Mickey Kaus notes that Chris Suellentrop, who blogs at the NY Times, broke the story before the NY Post:
Armstrong and Moulitsas…worked as consultants to Howard Dean’s presidential campaign, and Dean’s former head of Internet outreach, Zephyr Teachout, sparked a blog tizzy last year when she wrote on her (now defunct) personal blog that the Dean campaign paid the two men in an effort “to buy their airtime.” Teachout wrote:
“On Dean’s campaign, we paid Markos and Jerome Armstrong as consultants, largely in order to ensure that they said positive things about Dean. We paid them over twice as much as we paid two staffers of similar backgrounds, and they had several other clients. … While they ended up also providing useful advice, the initial reason for our outreach was explicitly to buy their airtime.
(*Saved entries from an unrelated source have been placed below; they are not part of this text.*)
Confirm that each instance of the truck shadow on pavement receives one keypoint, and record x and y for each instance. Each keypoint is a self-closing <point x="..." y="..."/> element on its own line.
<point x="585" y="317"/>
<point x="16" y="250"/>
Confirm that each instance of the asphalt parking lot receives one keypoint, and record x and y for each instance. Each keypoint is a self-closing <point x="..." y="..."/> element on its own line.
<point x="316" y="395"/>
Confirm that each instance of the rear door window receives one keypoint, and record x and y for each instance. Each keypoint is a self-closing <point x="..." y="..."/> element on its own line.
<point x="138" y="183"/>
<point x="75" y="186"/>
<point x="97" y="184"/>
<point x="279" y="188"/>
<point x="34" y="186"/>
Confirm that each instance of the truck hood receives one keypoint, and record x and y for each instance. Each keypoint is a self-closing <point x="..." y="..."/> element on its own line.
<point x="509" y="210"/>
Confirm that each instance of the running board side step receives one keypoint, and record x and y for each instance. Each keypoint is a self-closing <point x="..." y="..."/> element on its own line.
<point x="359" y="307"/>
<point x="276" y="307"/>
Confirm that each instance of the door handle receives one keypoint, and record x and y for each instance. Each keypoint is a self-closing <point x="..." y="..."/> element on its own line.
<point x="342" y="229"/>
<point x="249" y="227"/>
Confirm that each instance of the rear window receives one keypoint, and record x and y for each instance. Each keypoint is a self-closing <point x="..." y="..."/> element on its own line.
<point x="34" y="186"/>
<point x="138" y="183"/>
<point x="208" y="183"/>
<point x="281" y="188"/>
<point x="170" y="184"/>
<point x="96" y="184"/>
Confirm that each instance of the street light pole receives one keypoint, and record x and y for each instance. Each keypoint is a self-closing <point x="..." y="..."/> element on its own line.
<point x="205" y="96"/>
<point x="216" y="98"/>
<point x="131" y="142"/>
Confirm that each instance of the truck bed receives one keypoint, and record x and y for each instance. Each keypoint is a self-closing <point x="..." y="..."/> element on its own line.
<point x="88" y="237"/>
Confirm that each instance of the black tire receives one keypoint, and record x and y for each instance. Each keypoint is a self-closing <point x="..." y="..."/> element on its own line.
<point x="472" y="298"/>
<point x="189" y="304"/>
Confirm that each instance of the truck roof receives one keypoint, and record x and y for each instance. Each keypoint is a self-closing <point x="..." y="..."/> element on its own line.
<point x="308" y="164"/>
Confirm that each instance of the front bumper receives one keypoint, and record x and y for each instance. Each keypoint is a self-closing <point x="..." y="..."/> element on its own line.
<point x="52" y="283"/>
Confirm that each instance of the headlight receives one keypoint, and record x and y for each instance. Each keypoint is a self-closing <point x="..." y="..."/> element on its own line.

To be very clear, they never committed to supporting Dean for the payment — but it was very clearly, internally, our goal.”
Moulitsas dismissed Teachout’s posting as a “non-story,” and he noted that he posted a disclaimer on Daily Kos stating that he worked for Dean for the duration of the contract. Armstrong, for that matter, quit blogging while he worked for Dean. But their disclosures were somewhat haphazard — posted on separate pages like this one — and after the campaign ended, they didn’t always disclose their past financial relationship with Dean, leading some people to compare the blog boomlet they helped create for Dean to the work of online bulletin-board posters who touted dodgy Internet stocks during the boom market without disclosing that they were being paid for their words.
Which, interestingly, is precisely what the Securities and Exchange Commission, in court documents filed last August, alleges that Jerome Armstrong did in 2000. (The original S.E.C. complaint is here.) In a subsequent filing, the S.E.C. alleges that “there is sufficient evidence to infer that the defendants secretly agreed to pay Armstrong for his touting efforts” on the financial Web site Raging Bull.
Without admitting or denying anything, Armstrong has agreed to a permanent injunction that forbids him from touting stocks in the future. The S.E.C. remains in litigation with him over the subject of potential monetary penalties.
(hat tip to Ryan Sager at the RCP Blog)…
UPDATE 10:31 a.m.: More from the always-interesting MinuteMan, who graciously links to yours truly and expounds a bit on the consent decree. Just for the record, the ‘neither admitting or denying guilt’ is standard boilerplate for SEC consent decrees - it certainly doesn’t imply innocence and, in fact, brings a fairly heavy, though not absolute, assumption of guilt (otherwise, why settle? Oh, to avoid litigation costs, I suppose - but let’s face it - 90% of people who enter into these agreements (and I’m being charitable) in fact did engage in the wrongdoing alleged)…
UPDATE 2 10:51 a.m.: Pajamas has much, much more…
June 19th, 2006 at 3:07 pm
You can’t trust anyone these days, eh? Even some bloggers are slick criminals too. It looks like Armstrong is just another used car salesman looking to make a fast buck.